I will say this is really so varied. Ella is an efficient eater. And I do get more sleep than an hour at a time. But it is time consuming!
* Just because your baby isn't eating 20 minutes on the right and 20 minutes on the left doesn't mean they aren't getting enough to eat! This (aside from the pain in the beginning) was the hardest for me. I worried so much she wasn't getting enough to eat because she would take one boob or about 7 minutes then fall asleep and be done. But let's just say my "super boobs" were/are doing their jobs. She was born 7lbs 4 ozs on a Tuesday. Thursday she was 7 lbs. Friday she was 7lbs 2 oz (breast fed babies typically lose 7-10% of their body weight and don't gain it back until about 10 days postpartum) she only lost 3% and gained some back before we even left the hospital. On Monday (3 days after discharge) she weighed 7 pounds 12 oz. At her one month appointment she was 9 pounds 6 ounces. You can't tell me that she isn't getting what she needs in 7 minute feedings--- but still I worry. Point is-- worrying is normal!
So this post wasn't to discourage anyone from breast feeding. it was to speak the truth so hopefully others will stick it out longer. I had this vision in my head that turned out to be completely different. I wish I had known that breastfeeding isn’t easy for everybody. I thought I was doing something wrong…that I wasn't a good mom because it wasn't going by the play book. I now realize that is completely silly.

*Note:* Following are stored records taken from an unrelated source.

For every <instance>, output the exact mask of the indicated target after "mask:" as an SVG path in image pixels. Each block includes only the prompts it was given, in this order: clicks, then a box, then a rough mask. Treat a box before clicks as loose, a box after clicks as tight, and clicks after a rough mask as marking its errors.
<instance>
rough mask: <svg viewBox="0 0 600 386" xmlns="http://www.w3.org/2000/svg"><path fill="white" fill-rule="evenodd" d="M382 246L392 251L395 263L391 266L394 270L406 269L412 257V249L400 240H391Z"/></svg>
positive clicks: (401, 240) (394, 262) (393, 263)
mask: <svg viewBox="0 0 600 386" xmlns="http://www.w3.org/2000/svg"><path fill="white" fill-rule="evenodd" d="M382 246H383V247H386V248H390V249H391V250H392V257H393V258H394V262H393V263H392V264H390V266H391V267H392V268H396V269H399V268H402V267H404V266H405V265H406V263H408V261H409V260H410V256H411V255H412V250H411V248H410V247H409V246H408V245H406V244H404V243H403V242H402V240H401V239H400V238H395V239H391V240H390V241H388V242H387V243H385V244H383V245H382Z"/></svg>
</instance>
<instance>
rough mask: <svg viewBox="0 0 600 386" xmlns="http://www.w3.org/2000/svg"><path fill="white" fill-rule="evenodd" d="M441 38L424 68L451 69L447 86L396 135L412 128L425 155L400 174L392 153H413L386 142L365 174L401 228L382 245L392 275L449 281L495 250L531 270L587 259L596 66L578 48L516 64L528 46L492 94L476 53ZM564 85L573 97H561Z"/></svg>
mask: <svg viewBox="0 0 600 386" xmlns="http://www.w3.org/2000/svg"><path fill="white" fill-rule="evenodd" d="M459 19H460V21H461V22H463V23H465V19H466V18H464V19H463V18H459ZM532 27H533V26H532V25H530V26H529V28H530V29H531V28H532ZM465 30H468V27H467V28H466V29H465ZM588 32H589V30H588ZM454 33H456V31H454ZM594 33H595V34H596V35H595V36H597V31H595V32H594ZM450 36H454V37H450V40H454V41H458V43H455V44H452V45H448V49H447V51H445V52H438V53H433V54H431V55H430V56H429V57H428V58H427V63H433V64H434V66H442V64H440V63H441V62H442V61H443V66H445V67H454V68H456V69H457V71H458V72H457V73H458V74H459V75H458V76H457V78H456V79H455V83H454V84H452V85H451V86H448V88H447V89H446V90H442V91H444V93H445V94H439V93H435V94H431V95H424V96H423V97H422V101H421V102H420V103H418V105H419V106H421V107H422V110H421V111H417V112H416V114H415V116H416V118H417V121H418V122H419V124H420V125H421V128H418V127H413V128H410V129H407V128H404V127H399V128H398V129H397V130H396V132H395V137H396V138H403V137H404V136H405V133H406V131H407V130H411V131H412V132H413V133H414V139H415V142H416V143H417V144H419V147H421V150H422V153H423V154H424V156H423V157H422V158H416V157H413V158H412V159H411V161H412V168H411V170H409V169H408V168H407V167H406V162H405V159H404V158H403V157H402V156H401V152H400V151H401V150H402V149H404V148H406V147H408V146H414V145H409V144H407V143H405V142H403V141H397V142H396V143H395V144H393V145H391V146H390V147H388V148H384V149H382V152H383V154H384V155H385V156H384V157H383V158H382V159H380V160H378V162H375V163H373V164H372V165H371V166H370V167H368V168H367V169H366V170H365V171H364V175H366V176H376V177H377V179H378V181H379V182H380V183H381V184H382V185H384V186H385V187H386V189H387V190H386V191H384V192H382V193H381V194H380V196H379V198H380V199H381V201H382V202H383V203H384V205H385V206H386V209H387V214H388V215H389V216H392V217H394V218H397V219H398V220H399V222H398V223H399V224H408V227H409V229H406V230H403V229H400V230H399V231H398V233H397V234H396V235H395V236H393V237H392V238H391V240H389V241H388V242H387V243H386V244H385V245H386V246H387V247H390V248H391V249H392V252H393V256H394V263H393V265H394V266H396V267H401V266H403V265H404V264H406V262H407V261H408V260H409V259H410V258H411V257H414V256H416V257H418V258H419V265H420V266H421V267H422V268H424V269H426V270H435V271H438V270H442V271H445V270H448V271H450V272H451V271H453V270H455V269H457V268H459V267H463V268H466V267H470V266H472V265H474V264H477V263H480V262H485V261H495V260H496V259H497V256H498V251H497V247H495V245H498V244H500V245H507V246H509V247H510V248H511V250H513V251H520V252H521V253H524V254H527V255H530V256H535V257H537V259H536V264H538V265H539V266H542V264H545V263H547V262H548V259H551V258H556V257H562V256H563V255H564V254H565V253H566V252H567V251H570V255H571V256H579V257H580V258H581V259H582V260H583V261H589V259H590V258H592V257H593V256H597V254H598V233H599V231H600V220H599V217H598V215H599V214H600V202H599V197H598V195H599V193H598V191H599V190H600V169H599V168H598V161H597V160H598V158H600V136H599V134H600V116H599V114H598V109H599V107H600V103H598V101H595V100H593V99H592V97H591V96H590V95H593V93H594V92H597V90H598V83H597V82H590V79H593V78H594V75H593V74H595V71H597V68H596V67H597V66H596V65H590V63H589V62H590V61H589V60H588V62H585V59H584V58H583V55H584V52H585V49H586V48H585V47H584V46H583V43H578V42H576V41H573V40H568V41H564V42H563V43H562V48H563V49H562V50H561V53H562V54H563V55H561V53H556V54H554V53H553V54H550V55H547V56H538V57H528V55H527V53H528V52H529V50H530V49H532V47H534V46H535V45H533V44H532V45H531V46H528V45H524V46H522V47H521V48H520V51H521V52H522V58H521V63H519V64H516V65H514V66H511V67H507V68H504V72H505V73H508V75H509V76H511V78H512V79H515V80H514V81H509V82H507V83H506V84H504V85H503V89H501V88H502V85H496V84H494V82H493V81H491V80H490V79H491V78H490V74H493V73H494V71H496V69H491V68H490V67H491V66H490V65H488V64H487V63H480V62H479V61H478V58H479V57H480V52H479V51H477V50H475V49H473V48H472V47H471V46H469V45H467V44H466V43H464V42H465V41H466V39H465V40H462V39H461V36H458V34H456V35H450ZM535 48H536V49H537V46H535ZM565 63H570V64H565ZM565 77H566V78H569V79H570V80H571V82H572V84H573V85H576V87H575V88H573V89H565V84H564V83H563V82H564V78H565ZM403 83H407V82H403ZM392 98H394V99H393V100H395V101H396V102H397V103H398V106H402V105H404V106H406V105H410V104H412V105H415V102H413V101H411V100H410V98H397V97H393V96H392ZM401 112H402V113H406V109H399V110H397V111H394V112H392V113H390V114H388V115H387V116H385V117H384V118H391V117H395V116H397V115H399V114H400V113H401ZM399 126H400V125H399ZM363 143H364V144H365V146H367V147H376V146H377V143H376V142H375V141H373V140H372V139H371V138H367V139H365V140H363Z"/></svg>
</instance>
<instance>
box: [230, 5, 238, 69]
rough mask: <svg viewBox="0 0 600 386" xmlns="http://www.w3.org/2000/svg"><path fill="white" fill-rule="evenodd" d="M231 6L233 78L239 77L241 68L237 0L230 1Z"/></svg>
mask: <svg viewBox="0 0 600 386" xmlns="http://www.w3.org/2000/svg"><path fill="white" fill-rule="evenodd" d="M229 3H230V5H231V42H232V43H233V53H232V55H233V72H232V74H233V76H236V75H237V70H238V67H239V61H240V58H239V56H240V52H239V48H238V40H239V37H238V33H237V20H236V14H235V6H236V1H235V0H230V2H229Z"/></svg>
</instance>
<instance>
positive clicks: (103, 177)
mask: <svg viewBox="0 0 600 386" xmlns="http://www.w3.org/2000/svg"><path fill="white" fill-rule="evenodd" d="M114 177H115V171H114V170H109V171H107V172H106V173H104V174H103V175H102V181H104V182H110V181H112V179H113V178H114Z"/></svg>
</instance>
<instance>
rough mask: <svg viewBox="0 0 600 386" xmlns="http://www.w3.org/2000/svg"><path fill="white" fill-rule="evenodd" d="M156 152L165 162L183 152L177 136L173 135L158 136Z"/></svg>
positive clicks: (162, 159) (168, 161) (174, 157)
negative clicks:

In the beginning you have to take it one feeding at a time. It eventually gets easier. I know that in the next month or so I will be able to whip out the boob wherever I want. I won't have the issues I have now. There will be times in the beginning you will want to quit. You will want to run out to the store and buy formula so someone else can feed your baby while you sleep. You will shed tears and spray some milk. But the experience you have and that feeling you get when your LO looks up at you while he or she is eating. And grabs your shirt will make it all worth it. Feeding time will eventually change from being a chore to being a bonding experience.

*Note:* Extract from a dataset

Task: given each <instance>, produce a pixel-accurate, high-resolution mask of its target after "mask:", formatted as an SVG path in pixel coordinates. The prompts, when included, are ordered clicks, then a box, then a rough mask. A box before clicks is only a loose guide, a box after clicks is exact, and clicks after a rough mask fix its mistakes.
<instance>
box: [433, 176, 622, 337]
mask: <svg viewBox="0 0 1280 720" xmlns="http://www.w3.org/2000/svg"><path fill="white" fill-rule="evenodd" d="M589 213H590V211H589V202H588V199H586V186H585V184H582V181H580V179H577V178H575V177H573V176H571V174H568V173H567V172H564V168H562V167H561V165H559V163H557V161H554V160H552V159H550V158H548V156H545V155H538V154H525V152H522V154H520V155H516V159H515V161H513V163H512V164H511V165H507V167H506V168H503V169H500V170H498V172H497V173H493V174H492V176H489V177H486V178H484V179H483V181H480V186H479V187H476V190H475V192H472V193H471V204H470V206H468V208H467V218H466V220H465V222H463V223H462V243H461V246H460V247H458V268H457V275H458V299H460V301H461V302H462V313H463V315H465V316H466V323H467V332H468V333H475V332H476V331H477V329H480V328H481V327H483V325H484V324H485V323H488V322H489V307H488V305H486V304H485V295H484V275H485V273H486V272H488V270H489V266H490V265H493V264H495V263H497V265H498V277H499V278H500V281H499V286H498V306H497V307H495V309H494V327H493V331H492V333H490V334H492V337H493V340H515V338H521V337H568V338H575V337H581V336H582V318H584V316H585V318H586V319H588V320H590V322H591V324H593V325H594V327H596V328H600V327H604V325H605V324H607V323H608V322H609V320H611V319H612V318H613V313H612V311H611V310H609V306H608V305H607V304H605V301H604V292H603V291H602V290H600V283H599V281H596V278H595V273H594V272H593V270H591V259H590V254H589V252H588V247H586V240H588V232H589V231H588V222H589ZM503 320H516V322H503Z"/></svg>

I enjoy the time I spend feeding her now. I don't dread it. It’s such a special bond, and I would experience the pain all over again to get to where I am now. I
On a side note- just because I have "super boobs" doesn't mean I am super mom. Even if you don't have super boobs- don't think you need to e super mom. The most important job i have right now is to nourish my daughter. The majority of my day is (and should be) spent feeding her and concentrating on that. The laundry can wait, the dishes will be there later, I don't need to pick up or vacuum. Everything else can take a backseat. And stop feeling guilty about it!
I hope all new mommas realize that breast feeding will not be like in the movies, it will not be like the classes, it will not be like you imagined. And that's ok, don't beat yourself up if things don't go as you planned. Take it one feed at a time!
Now who wants to see how my boobs have nourished and made this little one grow!
Well said heather! I have been preaching to all my future mom friends about the pain and difficulties. My friends that are already BFing moms had the same issues but how come they never mentioned it! I'm all over spreading the word. I just wish I had fountains and didn't have to supplement.